I never told my friends or family, but one person. I know my rapist is special to my mom and I would rather not let her suffer over the fact she couldn’t protect me. I also know that my mom would go crazy and I not emotionally ready for that. I want to tell her once I’m 18 because I want her to not have control over me. She would make me do things that I’m not comfortable with. I want to be able to see someone over it without her thinking that there’s something wrong with me, she believes that I would need to go to some mental hospital or the therapist’s visits would be on my record.. Also, my mom’s sister was raped by a relative and she says that she would kill him if she ever saw him; she was really upset over it and to this day, can’t handle it well.
I really could care less what happens to my rapist but, I know he won’t harm anyone else, he can’t now. I suppose I should feel guilty or revengeful but I don’t. I have always felt numb inside and I have always been a kind soul. I rather live past the pain and move on. If someone asked me if I was raped, I would tell them in some ways I was and it some ways I wasn’t. I don’t view the person I am today as a rape victim because I’m not that child who was raped. I hundred percent believe that I mentally protect myself from things so who I am today is the person that I become to avoid the pain and trauma I felt as a kid.
I think that my childhood self is lost inside me and the person I am today protects that side of me.
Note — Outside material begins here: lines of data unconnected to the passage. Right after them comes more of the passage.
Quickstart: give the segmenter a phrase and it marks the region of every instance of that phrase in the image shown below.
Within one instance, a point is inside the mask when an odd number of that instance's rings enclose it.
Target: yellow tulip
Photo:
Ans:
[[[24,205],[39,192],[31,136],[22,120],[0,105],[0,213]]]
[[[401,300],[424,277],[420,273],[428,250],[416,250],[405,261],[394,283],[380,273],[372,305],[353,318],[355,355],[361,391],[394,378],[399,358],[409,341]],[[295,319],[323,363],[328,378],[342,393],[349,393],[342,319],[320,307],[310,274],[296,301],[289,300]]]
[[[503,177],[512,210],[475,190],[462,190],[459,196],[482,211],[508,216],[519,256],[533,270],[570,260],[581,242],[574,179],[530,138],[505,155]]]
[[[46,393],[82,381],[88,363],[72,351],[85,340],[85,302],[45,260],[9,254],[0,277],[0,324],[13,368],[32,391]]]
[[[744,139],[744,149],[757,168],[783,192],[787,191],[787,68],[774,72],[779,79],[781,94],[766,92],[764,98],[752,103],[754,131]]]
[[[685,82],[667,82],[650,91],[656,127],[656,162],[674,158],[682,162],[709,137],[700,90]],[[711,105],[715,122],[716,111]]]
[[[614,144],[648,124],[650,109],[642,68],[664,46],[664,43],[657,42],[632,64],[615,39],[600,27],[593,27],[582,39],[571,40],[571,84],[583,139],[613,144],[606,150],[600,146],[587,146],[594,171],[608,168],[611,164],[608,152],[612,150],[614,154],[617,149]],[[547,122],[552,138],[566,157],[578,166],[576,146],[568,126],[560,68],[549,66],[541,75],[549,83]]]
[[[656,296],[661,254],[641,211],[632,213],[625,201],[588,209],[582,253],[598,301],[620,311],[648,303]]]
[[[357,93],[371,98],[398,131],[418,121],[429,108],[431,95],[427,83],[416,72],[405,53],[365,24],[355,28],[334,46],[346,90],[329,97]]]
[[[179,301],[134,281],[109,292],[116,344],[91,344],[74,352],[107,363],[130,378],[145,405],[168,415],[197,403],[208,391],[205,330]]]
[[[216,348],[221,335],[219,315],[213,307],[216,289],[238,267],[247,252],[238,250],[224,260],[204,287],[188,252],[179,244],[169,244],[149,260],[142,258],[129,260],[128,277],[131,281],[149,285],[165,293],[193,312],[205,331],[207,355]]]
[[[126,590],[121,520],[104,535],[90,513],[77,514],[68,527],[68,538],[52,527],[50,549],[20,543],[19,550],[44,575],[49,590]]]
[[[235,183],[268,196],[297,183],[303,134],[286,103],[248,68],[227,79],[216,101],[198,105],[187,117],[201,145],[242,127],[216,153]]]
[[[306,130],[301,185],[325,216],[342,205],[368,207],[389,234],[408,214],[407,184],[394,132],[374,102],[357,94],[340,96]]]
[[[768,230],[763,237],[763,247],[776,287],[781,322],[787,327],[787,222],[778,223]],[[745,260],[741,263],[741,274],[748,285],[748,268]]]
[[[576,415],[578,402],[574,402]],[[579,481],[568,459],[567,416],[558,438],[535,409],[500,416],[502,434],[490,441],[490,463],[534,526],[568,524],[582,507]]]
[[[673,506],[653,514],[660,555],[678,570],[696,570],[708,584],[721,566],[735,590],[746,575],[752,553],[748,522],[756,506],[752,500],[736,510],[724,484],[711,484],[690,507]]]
I don’t think that I have any problems with trusting that much. I am a bit picky of who can be my friends and who I tell my secrets to. I don’t have a person I tell everything to, I’m a very private person. I also have the ability to sense what kind of person a person is by the first meeting. I prefer to not date in high school for the reason I don’t think I can offer everything that another teen expects from me. I don’t like being in public a lot or having to know that I would one day I have to deal with a break-up. I rather avoid that until I find someone who I feel I could trust fully. I just haven’t yet.
Although, I don’t date, it’s extremely hard since I have an innocence vibe and am very pretty. I just like being by myself and not having someone there for me. It doesn’t help that I’m stubborn and I don’t like help, and I feel sometimes, people will view me as weak over what happened to me. It is my only weakness that could be used against me. I don’t have any regrets but, to have said something as a kid. Now, I’m waiting till I hit 18. I’m not sure how I should exactly feel about being rape. I was told by a priest that I should live in the present, not in past which helped. I got help for my anxiety and depression that hits me once in a while by a school counselor but, I never really talked my rape. It’s a touchy subject and I don’t really have any desire to know what exactly happened (the details) and why it happened. I know I was raped but, don’t need any more information about it. I’m in a good place now but, it bothers me I haven’t t told my family yet.
So, that’s my story. It’s pretty complicated for a teen like me. I just wanted to tell you my entire story. Believe me that it gets better and you will survive. All you need is to understand that it wasn’t your fault because you took no part in it. Even if you didn’t say no or you didn’t really know what was going on, it isn’t your fault. If you need someone to talk to, I’m available at firstname.lastname@example.org. I would love to hear how other people coped with their rape. I have only met one person who was molested and I felt really good after chatting with her so it does help to talk to someone especially if they gone through something similar to your experience.
A Rape Survivor,
P.S. The nightmares I experienced were really helpful in understanding what happened to me. I felt better because I knew it my heart that no one could tell me that it didn’t happen. I no longer have the nightmares because I’m not afraid or embarrassed of it. I know who I am and I have respect for myself which is pretty hard to have after being raped. I think I’m in some ways a miracle because I was able to live again without ever trying drugs or self-harming, I do believe it was a blessing that I am who I am today but, I don’t believe I’m luckily.